France today cut its growth forecasts for both this year and next and said it would miss its public deficit target this year.
It urged its European peers and their central bank to take steps to boost faltering growth and head off deflation.
Although he did not specifically comment on the key 2015 target – when France’s public deficit is due to come into line with the EU’s 3% of GDP cap – Finance Minister Michel Sapin said France would cut its deficit “at an appropriate pace.”
He said the euro zone’s second-largest economy would grow by only about 0.5% in 2014, half the previous forecast, meaning the public deficit would top 4% of GDP, missing a 3.8% target.
“The truth is that, as a direct consequence of sluggish growth and insufficient inflation, France will not meet its public deficit target this year despite a complete control of spending,” Sapin said.
While the Socialist government had based its 2015 fiscal targets on a 1.7% growth forecast, Sapin said it seemed unlikely, at this stage, that it would grow by much more than 1%.
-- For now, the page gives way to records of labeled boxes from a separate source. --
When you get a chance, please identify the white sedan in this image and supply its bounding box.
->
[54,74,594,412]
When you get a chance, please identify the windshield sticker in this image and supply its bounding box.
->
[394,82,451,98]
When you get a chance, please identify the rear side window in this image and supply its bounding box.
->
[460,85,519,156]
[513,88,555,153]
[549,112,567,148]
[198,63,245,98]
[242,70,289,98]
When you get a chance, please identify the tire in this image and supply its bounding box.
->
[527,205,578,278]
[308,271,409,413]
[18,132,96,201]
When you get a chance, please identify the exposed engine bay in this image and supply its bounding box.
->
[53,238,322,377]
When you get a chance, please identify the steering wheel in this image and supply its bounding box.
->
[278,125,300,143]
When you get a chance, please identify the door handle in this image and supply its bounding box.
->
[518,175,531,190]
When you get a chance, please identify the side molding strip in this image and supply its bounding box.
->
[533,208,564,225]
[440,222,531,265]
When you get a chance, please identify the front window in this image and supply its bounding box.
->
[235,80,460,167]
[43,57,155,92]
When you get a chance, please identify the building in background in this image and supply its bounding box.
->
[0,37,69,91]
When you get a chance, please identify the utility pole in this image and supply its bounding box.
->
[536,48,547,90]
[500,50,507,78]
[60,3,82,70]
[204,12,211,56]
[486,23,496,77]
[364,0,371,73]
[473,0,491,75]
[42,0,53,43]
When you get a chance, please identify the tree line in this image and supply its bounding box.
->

Sapin said EU policies must be adapted to take into account the economic environment.
Europe needs a monetary policy “adapted to the exceptional situation of weak growth and weak inflation across the euro zone,” he said. He urged the European Central Bank to do more to combat deflationary risks and make the euro more competitive.
Earlier this morning, France’s INSEE statistics office said the economy posted no growth in the three months to June, the second quarter in a row that the economy was flat.